|Toward Re-Entanglement: A Charter for the City and the Earth|

“Cities, when convivially organized and clearly bounded, are inherently efficient organisms.  By reigning in their spatial extents, we avoid the conversion of biologically productive land into sprawling, infrastructurally attenuated, automobile-oriented hardscapes. Instead,  we can optimize land already assigned to the urban sphere and thereby instill in it more profound value. Dense, mixed-use neighborhoods where citizens can live, work, and play enhance urban quality and reduce infrastructural requirements across all scales of urban inhabitation: exterior building envelopes and systems, when shared by multiple urban households, in multi-story buildings, reduce per capita embodied emissions; easy and equitable access to livelihoods, social facilities, and services reduce the externalized costs and emissions of long commutes. Efficient networks of mass transport and mobility de-emphasize the use of automobiles and trucks within the city, reducing the energy consumed, the pollution emitted, and the vast area of land required. That land, in turn, can be reassigned as public pedestrian corridors, and green spaces, and promote the careful restoration of natural forests, wetlands, and other ecologically critical landscapes. Dense and efficient polycentric  cities can replace unconstrained urban sprawl, eliminate often neglected and undervalued  urban peripheries, and clarify and enrich the interaction between those convivial cities and  the healthy wildlands that border them.”

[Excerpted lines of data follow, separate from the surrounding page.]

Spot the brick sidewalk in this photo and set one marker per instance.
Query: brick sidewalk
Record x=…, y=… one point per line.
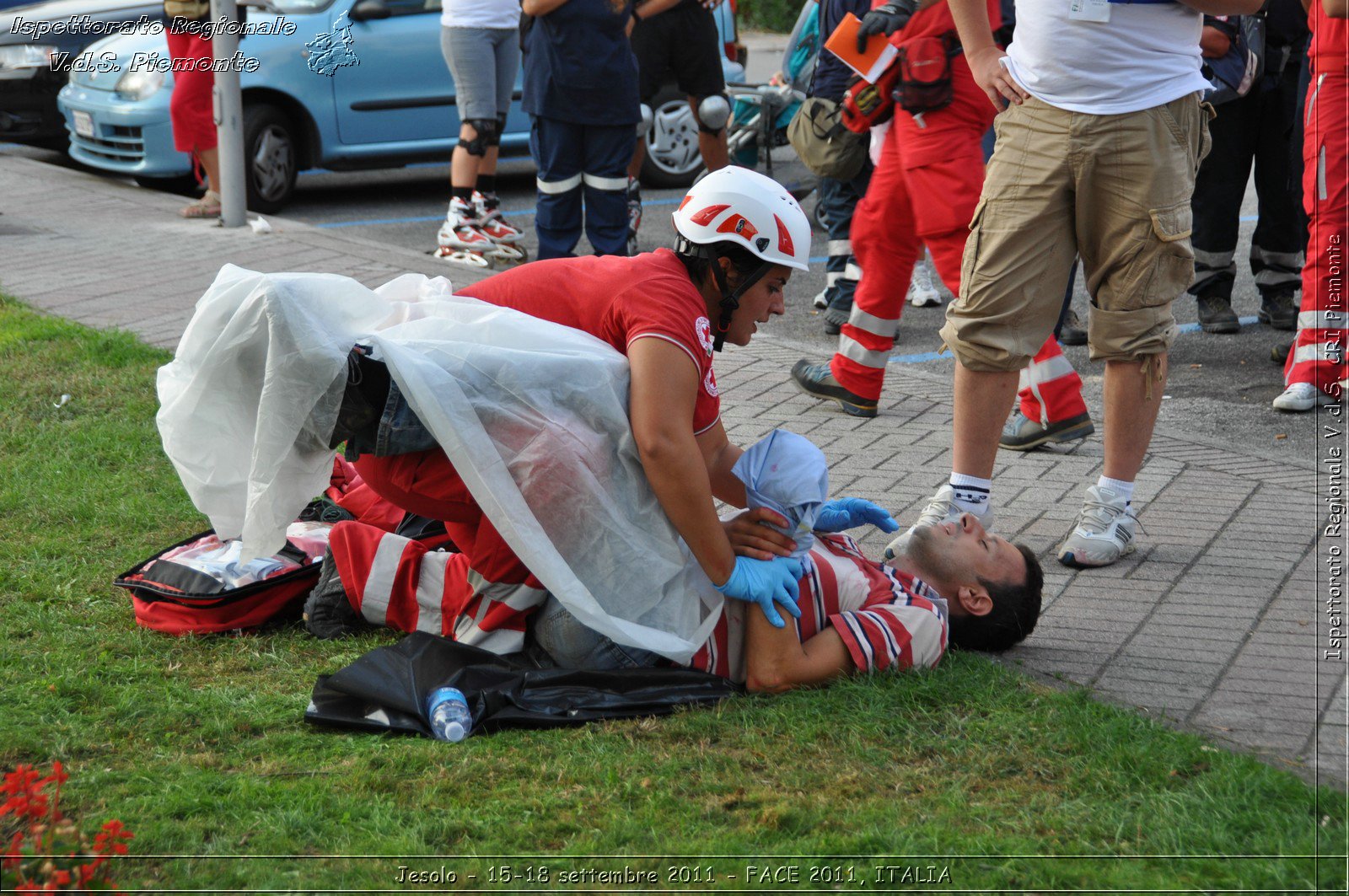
x=1214, y=625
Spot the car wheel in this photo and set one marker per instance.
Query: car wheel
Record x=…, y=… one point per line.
x=271, y=155
x=672, y=155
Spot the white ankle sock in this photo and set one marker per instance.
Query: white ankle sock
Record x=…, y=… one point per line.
x=971, y=493
x=1117, y=486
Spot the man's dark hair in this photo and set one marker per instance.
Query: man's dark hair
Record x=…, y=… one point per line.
x=744, y=262
x=1013, y=615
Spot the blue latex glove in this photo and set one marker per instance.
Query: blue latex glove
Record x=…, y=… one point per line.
x=849, y=513
x=762, y=582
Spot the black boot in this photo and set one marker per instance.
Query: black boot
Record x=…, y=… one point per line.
x=1279, y=311
x=328, y=613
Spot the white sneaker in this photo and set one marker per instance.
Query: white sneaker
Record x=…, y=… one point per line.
x=463, y=228
x=941, y=509
x=1297, y=397
x=1104, y=532
x=922, y=289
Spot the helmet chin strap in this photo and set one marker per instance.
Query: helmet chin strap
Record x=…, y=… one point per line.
x=730, y=298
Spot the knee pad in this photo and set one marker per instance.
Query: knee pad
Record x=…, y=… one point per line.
x=487, y=137
x=712, y=114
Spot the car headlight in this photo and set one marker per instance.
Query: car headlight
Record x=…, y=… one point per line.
x=24, y=60
x=139, y=83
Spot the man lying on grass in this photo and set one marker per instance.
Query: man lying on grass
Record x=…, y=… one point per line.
x=950, y=584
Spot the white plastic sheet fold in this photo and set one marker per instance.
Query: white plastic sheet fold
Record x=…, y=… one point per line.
x=532, y=415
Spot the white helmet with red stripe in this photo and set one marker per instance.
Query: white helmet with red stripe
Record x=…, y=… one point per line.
x=739, y=206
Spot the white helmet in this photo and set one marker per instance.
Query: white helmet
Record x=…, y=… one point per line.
x=739, y=206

Fig: Representation of Efficient Polycentric BioCity that results in reduced Per Capita Emissions and a Symbiotic Ecosystem.
[Source : Indraneel Joshi and Shruti Sahasrabudhe]

The key to efficient and convivial cities is to reign in their spatial extents and focus on mixed-use neighborhoods. This allows citizens to live, work, and play in the same area, reducing the need for long commutes and the associated externalized costs. Additionally, this type of urban layout reduces the need for automobiles and trucks within the city, reducing energy consumption and pollution. By promoting public pedestrian corridors, and green spaces, and restoring natural landscapes, cities can become more efficient and convivial while also preserving the environment. Consequently, this chain leads to reduced per capita embodied emissions.